Ухмылка медленно сползла с его толстых, слюнявых губ. Он выпучил глаза, налитые кровью.

— Ты что? Ты… стерва, сука, решила попугать меня? Думаешь, я от зажигалки стану убегать? Да я т-тебе сейчас ноги выдерну, понимаешь! Ах ты!..

— Стоять! — не своим голосом крикнула Наташа. Всю ярость, все оставшиеся силы вложила она в этот нечеловеческий хриплый вопль.

Радик дернулся, будто в невидимую стенку лбом ткнулся. Потом поднял руку, шагнул к ней.

— Отдай игрушку, детка, и забудем о твоей глупости…

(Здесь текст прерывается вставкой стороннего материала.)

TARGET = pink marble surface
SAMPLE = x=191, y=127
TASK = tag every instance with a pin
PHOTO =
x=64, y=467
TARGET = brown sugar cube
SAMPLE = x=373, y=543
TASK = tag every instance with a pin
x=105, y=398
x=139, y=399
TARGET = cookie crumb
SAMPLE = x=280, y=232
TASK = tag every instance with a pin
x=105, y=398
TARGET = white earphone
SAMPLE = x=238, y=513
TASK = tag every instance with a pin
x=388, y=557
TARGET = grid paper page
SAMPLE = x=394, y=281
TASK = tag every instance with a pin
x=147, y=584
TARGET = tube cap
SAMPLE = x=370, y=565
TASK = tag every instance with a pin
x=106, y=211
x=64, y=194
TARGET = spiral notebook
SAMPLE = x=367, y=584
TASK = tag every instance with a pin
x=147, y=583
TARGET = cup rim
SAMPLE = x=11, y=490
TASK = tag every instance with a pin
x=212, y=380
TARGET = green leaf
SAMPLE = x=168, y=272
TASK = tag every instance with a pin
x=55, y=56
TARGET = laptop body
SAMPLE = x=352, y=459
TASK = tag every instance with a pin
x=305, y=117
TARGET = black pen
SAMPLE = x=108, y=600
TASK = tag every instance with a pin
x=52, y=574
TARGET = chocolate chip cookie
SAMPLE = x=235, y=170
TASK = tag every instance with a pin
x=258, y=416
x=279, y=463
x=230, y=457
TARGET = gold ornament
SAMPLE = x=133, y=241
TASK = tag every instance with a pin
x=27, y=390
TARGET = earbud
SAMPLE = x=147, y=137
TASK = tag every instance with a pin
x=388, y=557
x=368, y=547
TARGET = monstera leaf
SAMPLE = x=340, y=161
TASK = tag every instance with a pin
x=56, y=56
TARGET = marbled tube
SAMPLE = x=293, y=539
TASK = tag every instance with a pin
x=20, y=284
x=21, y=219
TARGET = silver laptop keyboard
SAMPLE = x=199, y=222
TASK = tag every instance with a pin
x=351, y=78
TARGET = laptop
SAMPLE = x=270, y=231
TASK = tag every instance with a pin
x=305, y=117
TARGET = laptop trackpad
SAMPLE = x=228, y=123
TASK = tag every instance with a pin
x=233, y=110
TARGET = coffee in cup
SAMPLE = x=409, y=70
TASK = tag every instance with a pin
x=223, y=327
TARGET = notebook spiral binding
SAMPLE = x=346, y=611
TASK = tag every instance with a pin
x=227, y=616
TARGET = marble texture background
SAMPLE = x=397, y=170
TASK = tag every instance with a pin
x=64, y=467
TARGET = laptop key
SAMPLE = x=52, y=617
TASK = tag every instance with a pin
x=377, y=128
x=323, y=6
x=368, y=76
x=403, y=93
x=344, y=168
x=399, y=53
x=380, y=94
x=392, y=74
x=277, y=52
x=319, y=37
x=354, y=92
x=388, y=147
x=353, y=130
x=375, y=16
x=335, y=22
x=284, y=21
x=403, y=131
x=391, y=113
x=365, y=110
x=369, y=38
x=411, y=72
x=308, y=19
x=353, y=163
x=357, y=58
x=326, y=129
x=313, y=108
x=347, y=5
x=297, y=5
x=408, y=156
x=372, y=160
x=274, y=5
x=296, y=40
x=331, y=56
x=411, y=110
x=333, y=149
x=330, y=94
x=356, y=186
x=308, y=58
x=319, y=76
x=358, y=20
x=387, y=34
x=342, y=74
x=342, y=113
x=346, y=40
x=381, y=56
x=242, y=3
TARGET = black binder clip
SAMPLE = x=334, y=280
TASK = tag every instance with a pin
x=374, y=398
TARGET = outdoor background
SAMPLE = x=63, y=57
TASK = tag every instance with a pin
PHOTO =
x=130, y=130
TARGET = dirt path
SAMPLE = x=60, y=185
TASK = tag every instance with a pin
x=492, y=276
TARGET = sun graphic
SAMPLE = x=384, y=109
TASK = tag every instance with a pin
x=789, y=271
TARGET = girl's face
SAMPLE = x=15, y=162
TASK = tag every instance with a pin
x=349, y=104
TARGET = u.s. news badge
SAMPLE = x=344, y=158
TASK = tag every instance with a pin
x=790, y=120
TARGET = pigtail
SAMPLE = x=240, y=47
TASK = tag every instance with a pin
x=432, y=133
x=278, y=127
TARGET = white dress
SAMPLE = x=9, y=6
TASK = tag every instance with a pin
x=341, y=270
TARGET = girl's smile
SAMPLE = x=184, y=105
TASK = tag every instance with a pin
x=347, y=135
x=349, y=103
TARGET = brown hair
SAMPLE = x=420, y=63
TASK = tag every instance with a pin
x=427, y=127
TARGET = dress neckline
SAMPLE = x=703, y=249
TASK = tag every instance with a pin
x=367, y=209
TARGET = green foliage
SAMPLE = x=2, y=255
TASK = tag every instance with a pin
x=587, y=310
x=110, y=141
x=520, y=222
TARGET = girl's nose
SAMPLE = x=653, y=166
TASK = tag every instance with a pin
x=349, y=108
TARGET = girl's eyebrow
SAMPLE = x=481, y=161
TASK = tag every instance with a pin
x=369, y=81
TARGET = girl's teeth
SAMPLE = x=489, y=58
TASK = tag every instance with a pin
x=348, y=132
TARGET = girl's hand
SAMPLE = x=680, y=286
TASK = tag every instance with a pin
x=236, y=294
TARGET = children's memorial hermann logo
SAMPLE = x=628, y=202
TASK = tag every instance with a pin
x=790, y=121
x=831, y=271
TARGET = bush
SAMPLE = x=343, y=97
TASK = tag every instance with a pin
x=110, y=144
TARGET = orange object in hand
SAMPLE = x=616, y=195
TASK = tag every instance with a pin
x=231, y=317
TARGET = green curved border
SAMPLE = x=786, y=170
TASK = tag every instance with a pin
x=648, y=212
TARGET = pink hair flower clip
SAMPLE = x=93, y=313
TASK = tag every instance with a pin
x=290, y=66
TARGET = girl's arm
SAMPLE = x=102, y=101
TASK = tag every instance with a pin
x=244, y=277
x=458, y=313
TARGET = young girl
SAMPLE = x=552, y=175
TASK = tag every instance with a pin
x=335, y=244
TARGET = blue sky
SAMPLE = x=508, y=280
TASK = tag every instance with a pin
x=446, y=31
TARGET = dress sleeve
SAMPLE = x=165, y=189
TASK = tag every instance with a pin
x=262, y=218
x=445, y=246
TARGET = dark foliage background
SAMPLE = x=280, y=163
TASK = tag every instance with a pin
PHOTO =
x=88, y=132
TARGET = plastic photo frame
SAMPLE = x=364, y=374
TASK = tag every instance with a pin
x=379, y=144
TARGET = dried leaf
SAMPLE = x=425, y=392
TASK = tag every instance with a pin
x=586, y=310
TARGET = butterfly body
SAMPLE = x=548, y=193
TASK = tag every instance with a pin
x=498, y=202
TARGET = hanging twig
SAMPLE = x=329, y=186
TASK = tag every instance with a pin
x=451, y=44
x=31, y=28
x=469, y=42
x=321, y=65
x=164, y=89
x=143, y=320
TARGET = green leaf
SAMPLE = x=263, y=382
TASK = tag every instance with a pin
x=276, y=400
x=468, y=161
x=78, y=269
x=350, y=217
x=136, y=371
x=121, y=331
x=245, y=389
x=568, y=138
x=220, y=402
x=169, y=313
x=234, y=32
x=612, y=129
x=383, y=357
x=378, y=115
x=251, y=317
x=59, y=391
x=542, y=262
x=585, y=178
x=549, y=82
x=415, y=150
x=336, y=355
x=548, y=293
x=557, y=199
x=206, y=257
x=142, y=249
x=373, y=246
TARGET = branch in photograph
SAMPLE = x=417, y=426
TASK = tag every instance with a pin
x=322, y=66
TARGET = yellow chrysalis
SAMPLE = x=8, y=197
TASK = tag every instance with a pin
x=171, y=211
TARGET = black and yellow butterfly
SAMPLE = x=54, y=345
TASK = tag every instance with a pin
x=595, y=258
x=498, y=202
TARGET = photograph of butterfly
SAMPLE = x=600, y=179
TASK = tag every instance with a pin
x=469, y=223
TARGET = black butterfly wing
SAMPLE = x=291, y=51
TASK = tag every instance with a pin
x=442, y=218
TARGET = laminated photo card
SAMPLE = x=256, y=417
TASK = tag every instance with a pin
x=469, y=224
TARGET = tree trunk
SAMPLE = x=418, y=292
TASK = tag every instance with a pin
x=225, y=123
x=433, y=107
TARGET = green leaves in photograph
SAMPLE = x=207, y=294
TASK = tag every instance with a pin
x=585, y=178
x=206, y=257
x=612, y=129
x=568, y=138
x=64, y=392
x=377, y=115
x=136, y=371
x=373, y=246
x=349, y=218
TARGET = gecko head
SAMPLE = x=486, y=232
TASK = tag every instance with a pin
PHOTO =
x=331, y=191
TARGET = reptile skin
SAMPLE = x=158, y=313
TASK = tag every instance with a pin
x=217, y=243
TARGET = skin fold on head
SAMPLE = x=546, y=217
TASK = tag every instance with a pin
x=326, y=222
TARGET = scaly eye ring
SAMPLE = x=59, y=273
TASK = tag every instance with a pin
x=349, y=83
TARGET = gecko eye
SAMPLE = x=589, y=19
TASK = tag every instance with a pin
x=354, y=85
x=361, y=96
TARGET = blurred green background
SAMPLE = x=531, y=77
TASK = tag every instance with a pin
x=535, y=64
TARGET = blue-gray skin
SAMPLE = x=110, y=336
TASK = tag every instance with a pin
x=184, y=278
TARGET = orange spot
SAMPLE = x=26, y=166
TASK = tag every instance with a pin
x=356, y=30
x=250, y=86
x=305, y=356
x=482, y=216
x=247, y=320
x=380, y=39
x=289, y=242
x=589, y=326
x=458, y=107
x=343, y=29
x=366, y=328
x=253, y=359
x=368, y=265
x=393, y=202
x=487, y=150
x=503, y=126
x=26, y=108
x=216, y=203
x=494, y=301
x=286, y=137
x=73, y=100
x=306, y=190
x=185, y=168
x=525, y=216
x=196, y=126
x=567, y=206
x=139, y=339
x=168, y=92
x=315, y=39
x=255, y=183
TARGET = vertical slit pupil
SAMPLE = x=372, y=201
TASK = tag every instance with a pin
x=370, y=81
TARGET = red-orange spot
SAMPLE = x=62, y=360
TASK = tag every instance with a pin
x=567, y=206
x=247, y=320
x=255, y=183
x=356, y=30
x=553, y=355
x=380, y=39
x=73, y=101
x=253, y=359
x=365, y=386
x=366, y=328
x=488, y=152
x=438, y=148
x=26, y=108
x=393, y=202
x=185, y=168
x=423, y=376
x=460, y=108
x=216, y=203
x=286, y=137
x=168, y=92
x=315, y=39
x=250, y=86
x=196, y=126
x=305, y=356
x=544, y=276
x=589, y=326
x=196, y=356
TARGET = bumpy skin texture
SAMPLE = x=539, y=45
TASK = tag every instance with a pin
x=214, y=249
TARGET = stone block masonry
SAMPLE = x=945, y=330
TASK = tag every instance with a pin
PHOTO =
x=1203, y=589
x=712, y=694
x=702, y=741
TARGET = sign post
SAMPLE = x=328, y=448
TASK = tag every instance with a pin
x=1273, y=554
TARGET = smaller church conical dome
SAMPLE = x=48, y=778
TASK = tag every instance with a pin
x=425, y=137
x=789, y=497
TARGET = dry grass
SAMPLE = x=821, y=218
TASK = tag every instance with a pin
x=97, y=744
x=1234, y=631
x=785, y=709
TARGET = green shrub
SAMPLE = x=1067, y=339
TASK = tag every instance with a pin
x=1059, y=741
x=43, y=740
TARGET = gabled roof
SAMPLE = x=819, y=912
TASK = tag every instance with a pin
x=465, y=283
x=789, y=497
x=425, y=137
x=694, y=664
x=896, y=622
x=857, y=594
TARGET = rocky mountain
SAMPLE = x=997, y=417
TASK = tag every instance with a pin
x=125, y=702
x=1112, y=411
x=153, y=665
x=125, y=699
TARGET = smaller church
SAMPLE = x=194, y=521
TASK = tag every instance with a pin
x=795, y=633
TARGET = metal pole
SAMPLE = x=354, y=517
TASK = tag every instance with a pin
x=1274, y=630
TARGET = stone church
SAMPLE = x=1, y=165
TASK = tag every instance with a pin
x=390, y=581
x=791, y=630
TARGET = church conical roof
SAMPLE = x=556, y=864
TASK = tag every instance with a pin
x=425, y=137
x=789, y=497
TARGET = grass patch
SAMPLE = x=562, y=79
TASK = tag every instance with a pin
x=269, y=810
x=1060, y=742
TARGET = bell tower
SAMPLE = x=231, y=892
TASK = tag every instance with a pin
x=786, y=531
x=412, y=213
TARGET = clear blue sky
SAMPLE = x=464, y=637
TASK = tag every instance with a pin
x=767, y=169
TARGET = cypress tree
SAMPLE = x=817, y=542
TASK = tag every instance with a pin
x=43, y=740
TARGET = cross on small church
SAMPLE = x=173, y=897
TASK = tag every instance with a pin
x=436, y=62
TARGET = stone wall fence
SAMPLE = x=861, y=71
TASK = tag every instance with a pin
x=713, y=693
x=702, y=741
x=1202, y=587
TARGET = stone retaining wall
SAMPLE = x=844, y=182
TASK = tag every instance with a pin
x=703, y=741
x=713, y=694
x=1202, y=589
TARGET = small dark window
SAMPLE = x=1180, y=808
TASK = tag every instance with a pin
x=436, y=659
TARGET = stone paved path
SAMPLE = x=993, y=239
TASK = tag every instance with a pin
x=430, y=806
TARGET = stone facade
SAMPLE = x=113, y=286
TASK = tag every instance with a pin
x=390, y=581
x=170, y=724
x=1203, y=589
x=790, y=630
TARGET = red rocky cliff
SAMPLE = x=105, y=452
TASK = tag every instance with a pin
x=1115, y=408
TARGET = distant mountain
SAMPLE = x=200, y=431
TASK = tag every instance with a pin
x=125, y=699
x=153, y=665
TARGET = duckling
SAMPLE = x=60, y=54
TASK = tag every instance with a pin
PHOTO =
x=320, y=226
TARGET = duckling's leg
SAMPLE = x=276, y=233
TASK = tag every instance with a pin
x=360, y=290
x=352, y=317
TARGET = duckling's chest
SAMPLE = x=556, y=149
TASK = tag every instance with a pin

Наташа щелкнула предохранителем и, подняв дуло повыше, нажала на спусковой крючок, зажмурив глаза. Грохнул выстрел. Радик шарахнулся назад. Открыв глаза, Наташа увидела, как он, зацепившись за край кровати, падает на пол.

«Неужели попала?»

— Встать! — крикнула она и тут же подумала, что выстрелы могут услышать соседи и позвонить в милицию…

Но сперва нужно было убедиться, попала она в Радика или нет. А вдруг убила? Радик медленно поднимался. Наташа вздохнула с облегчением: слава Богу, не попала! Радик смотрел на нее исподлобья. Но уже не злобой, а страхом были полны его глаза.

— Слушай, убери пушку, а? — просипел он чужим голосом. Как будто на середине песни Розенбаума сменил Малинин. — Я не притронусь к тебе, клянусь.

— На колени!

— Зачем? Слушай, что раскомандовалась? То встань, то — на колени, туда-сюда, туда-сюда… Давай, я сразу пойду.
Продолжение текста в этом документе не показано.